Neste 2025, o mundo deve lembrar os 80 anos do fim da Segunda Guerra, a maior carnificina que a humanidade já praticou contra si mesma. Naquele 1945, ante o horror de seis anos de um conflito que envolveu diretamente até o Brasil, parecia irreversível o esforço coletivo por paz. Fascismo e nazismo nunca mais! Por décadas, a memória dos milhões de mortos e a revelação da crueldade extrema dos campos de concentração pareceu assegurar, mesmo às gerações seguintes, que uma lição definitiva tinha sido ali aprendida. Qual o quê!
Não é que o fascismo está por aí, de novo, vivo e forte? Pior: sem qualquer vergonha, até emulando descaradamente seus antigos gestos e atitudes. E por essas estranhas ironias da História, os princípios fascistas hoje vicejam mais potentes bem no seio do povo que até então orgulhava-se de ter sido decisivo nas batalhas que outrora derrotaram o quê? O nazismo e o fascismo na Europa! Tinha mesmo razão o aquariano poeta alemão Bertolt Brecht, ele mesmo um perseguido pelo nazismo, quando disse que “a cadela do fascismo está sempre no cio”.

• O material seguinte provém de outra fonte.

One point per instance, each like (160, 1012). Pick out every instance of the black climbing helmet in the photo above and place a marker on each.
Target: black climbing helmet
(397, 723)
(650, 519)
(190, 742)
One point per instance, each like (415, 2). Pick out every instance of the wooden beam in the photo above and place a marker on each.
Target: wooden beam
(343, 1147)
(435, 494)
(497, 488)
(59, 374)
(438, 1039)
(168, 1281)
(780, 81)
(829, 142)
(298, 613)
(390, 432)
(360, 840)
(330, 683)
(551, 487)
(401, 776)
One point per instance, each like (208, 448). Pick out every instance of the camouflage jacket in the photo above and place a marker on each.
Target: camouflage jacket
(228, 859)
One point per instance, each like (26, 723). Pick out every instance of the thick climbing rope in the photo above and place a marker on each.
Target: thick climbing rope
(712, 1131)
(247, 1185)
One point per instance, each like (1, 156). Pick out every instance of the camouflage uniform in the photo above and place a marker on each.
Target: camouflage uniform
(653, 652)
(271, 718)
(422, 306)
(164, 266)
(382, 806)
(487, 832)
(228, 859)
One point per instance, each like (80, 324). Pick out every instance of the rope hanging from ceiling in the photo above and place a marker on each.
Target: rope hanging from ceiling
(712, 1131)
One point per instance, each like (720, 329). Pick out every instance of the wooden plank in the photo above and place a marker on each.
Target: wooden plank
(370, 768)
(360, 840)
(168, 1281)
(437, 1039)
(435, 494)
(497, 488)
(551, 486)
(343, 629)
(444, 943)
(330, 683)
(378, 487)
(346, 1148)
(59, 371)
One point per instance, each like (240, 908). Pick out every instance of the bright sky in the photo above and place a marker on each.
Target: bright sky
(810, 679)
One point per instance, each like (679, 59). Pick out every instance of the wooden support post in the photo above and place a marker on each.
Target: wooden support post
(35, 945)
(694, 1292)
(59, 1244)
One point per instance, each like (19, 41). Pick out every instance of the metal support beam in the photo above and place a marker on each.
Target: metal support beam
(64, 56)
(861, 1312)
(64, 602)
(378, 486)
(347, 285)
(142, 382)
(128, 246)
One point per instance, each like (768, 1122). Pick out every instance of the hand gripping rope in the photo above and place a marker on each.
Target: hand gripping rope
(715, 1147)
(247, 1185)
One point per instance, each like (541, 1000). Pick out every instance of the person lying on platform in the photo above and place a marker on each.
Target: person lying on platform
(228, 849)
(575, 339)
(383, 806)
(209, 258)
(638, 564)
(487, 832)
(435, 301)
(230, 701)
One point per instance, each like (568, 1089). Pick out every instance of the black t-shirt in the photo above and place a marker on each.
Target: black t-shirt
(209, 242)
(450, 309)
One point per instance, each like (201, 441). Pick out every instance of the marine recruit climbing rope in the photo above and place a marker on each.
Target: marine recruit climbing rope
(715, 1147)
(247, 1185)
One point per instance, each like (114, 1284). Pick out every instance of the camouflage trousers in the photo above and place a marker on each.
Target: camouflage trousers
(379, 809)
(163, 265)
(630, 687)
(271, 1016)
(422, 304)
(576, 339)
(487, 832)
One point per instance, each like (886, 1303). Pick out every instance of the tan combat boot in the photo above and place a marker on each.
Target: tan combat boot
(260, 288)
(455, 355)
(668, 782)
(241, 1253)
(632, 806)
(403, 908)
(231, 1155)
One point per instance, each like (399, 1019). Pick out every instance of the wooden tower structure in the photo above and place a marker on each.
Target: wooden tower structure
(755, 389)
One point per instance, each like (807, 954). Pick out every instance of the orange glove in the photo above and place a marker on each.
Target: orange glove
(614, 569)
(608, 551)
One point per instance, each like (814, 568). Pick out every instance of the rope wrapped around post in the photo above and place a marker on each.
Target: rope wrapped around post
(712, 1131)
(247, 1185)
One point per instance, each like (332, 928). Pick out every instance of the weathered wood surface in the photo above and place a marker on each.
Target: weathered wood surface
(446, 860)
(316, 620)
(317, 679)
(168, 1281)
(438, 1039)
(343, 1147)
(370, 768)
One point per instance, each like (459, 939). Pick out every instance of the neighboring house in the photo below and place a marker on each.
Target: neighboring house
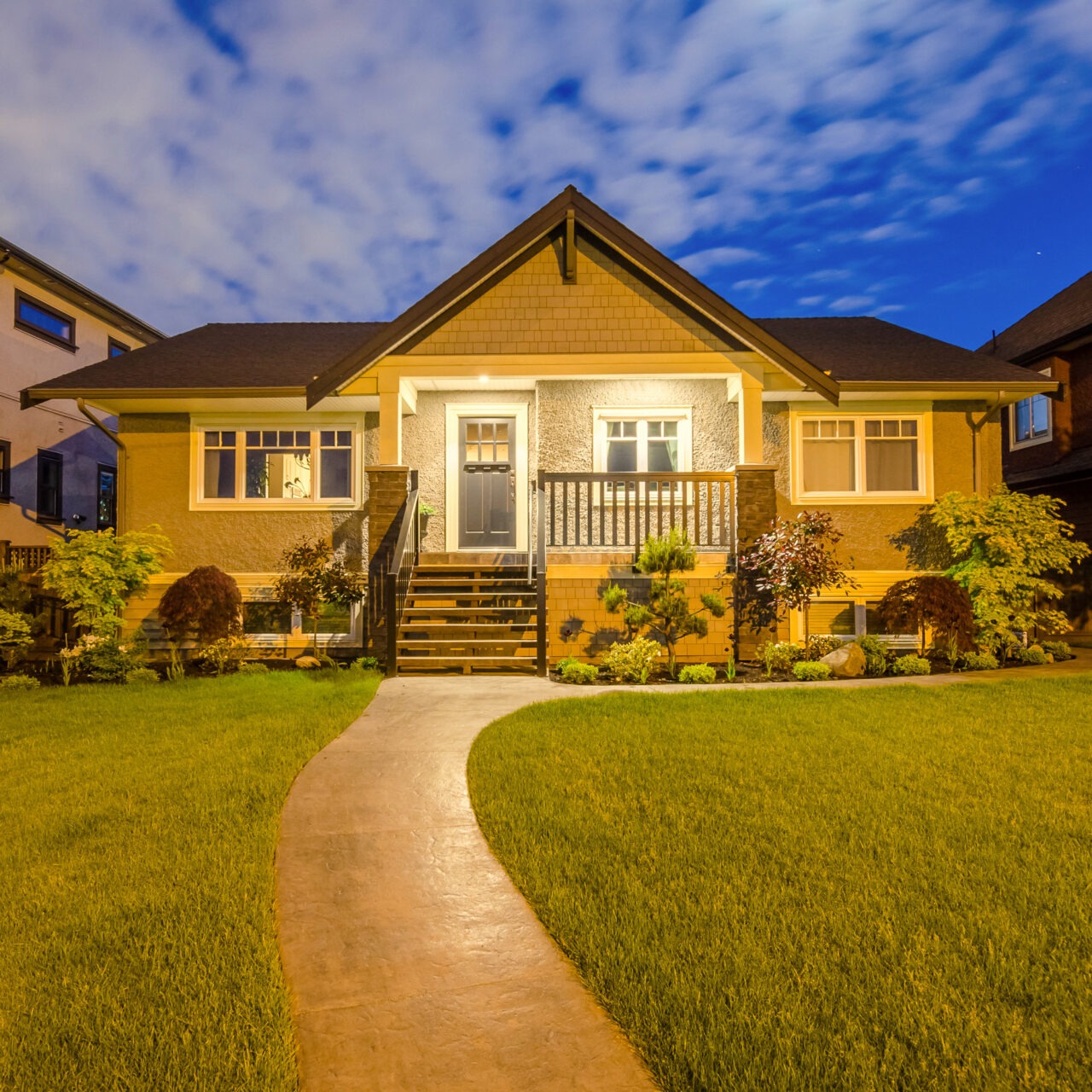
(1048, 437)
(566, 393)
(57, 472)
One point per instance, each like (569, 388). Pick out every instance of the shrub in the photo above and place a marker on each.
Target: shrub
(631, 661)
(936, 603)
(572, 671)
(779, 655)
(979, 662)
(206, 601)
(1058, 648)
(1033, 655)
(911, 665)
(19, 682)
(142, 676)
(818, 647)
(808, 671)
(698, 673)
(667, 612)
(226, 654)
(876, 655)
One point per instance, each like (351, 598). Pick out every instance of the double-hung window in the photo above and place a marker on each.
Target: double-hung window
(276, 465)
(862, 456)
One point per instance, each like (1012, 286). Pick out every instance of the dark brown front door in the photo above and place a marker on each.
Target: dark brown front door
(486, 483)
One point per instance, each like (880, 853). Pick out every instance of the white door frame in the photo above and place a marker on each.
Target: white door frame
(452, 412)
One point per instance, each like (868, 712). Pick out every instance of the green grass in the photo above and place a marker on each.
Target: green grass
(136, 923)
(876, 889)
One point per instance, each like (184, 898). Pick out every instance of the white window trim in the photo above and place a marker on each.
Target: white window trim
(603, 414)
(239, 424)
(1016, 444)
(924, 492)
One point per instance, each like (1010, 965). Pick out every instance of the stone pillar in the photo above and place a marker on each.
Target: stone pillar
(388, 488)
(755, 510)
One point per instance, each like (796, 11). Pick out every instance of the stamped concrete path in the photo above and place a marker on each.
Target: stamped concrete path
(413, 961)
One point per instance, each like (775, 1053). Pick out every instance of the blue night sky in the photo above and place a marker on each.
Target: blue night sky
(268, 160)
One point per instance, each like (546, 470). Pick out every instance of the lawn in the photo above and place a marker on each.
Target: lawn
(887, 888)
(136, 923)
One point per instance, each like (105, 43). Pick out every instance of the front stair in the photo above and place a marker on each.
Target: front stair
(468, 616)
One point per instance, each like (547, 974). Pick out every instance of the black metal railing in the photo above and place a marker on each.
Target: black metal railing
(400, 572)
(620, 511)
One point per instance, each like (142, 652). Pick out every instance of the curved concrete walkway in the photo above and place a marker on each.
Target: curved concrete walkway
(413, 961)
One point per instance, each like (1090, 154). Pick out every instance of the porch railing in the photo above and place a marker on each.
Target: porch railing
(400, 572)
(620, 511)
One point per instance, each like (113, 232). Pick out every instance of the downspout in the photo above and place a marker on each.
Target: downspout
(123, 452)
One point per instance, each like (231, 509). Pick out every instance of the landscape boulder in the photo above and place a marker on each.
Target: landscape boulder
(847, 662)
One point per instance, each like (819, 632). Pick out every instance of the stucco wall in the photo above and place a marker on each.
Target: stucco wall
(565, 417)
(868, 527)
(156, 490)
(424, 447)
(608, 309)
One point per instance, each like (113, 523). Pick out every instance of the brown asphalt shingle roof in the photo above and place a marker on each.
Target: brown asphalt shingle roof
(1051, 323)
(864, 350)
(226, 355)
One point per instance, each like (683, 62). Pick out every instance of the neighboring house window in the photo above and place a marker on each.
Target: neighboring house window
(106, 508)
(42, 320)
(642, 441)
(1030, 421)
(861, 456)
(4, 470)
(283, 465)
(50, 494)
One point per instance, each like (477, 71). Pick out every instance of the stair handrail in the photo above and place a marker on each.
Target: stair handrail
(403, 560)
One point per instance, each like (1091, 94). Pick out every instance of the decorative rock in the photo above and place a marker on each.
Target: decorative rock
(847, 662)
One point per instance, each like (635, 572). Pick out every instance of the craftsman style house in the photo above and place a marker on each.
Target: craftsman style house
(1048, 437)
(57, 471)
(566, 394)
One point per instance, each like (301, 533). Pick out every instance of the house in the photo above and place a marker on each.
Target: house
(57, 471)
(1048, 437)
(566, 394)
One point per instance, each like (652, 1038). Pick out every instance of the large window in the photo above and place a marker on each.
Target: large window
(276, 464)
(644, 441)
(36, 318)
(861, 456)
(4, 471)
(50, 492)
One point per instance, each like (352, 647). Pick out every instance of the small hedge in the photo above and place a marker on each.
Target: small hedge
(808, 671)
(979, 662)
(911, 665)
(576, 671)
(698, 673)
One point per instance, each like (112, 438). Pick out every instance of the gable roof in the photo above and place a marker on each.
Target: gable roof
(1065, 317)
(589, 217)
(34, 269)
(253, 356)
(863, 350)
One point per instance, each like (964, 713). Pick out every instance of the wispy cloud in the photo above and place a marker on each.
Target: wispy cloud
(236, 160)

Refletindo sobre as sombras ameaçadoras que pairam agora sobre esse combalido planeta, mas sem querer trazer tamanho baixo astral para o leve espaço de uma crônica, rezei por um recorte adequado ao santo dos cronistas, São Rubem Braga. E ele me atendeu com o lampejo de um dos seus livros, Crônicas da Guerra na Itália. Braga foi correspondente do jornal Diário Carioca nos últimos meses do conflito mundial, cobrindo a luta dos pracinhas brasileiros em solo italiano. Ah, aquelas crônicas deviam ser de leitura obrigatória agora entre os homens de boa vontade.
No livro, vou em busca da crônica publicada no começo de fevereiro de 1945, até para fechar com exatidão a conta dos 80 anos. Traz por título Plantações, e o autor comenta ali o desafio arriscado de os soldados brasileiros andarem pelos campos onde antes os nazistas tinham enterrado minas explosivas. Esse contexto mortal já inspira Braga a nos alertar sobre o absurdo da guerra: “A terra não foi feita para plantar minas – foi feita para plantar batatas, estacas, trigo, café e mesmo – não creio que seja proibido, já que a terra é tão grande! – flores”.

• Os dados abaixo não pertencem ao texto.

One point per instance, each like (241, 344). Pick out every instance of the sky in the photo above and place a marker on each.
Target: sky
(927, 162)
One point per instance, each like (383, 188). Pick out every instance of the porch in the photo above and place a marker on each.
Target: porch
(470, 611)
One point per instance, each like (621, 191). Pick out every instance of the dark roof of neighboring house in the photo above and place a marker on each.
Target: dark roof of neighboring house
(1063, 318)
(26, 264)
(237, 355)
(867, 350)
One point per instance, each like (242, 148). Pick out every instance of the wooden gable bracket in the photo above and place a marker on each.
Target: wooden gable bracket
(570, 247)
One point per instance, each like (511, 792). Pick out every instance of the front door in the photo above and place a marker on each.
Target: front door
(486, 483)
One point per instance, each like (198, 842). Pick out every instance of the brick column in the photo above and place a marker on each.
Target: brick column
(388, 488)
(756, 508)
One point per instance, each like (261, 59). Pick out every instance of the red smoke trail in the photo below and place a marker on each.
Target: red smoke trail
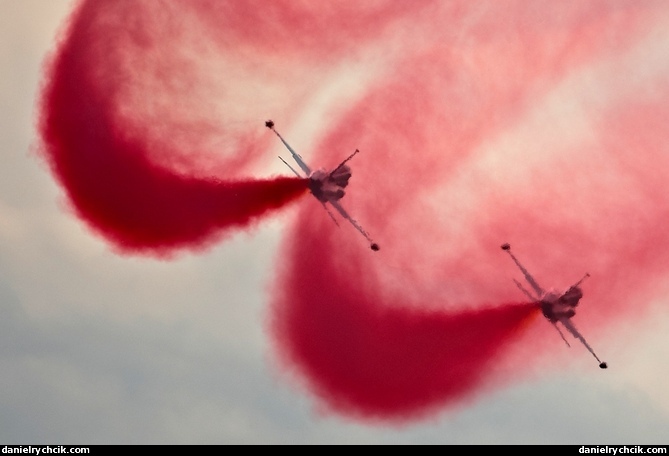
(137, 190)
(536, 125)
(478, 123)
(372, 356)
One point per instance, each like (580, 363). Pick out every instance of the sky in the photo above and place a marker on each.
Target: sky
(99, 347)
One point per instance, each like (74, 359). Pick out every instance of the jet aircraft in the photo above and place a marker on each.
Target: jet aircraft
(327, 186)
(557, 307)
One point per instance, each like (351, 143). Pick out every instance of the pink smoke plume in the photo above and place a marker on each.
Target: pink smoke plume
(478, 123)
(125, 146)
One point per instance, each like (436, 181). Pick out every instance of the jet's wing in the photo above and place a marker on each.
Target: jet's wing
(357, 226)
(295, 155)
(533, 283)
(569, 326)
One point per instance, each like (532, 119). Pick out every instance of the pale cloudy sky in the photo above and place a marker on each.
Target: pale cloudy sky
(98, 348)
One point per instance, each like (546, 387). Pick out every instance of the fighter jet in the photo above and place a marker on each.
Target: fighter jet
(327, 186)
(557, 307)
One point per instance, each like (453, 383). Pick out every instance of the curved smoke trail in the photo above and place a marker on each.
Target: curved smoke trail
(135, 189)
(478, 123)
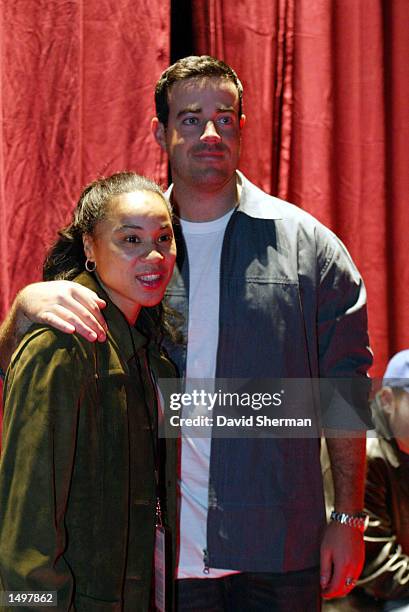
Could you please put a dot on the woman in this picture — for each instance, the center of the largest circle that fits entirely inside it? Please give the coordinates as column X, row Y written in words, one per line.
column 82, row 467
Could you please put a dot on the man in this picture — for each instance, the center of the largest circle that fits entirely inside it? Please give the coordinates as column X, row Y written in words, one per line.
column 267, row 292
column 386, row 571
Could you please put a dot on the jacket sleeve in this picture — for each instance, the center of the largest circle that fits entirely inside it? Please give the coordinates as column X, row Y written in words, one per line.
column 41, row 405
column 386, row 571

Com a derrota cada vez mais evidente dos alemães, chegava a hora de resolver o problema de como evitar que o nazismo pudesse um dia retornar, com outro nome, noutro lugar. Pois, como escreve Braga: “Ele pode brotar outra vez do chão – na Europa, ou na Ásia, ou em nossa América”. Ai, meu santo cronista, estaria ali o senhor sendo profético?
O senhor mesmo reconhece: “O fascismo é uma praga difícil de exterminar”. Pois ele seria o preço que os povos pagam pela própria desatenção de permitirem “a defesa frenética dos privilegiados”. O único remédio contra o fascismo seria conquistar e manter a todo custo a liberdade do homem, essa liberdade que só existe “quando cada um vale pelo seu trabalho – e não pelo seu nascimento nem pelos seus privilégios”.
Segue o cronista: “Ninguém se iluda: acabar com as injustiças nacionais e sociais, que são o caldo de cultura do fascismo e das guerras, será uma luta muito dura, uma grande luta do povo”. Mas eis uma luta pela qual vale a pena lutar, assume o autor, pela simples razão de ele ter um filho ainda menino. E deve um pai lutar para que esse filho, no futuro, jamais tenha que caminhar num campo minado, “onde a todo instante um passo distraído pode ser uma explosão estúpida, a morte”.
Devoto que sou de São Rubem, fecho com ele, e copio seu chamamento feito há 80 anos sobre a nossa escolha possível da lavoura do futuro: “a lavoura que meu filho e vosso filho vão colher amanhã, nós é que a semearemos agora”. E semear paz, hoje, é fazer frente ao fascismo, seja lá com que nome ou disfarces de legítimos nacionalismos ele esteja a brotar. Lembrar do que foi a Segunda Guerra já é um bom começo.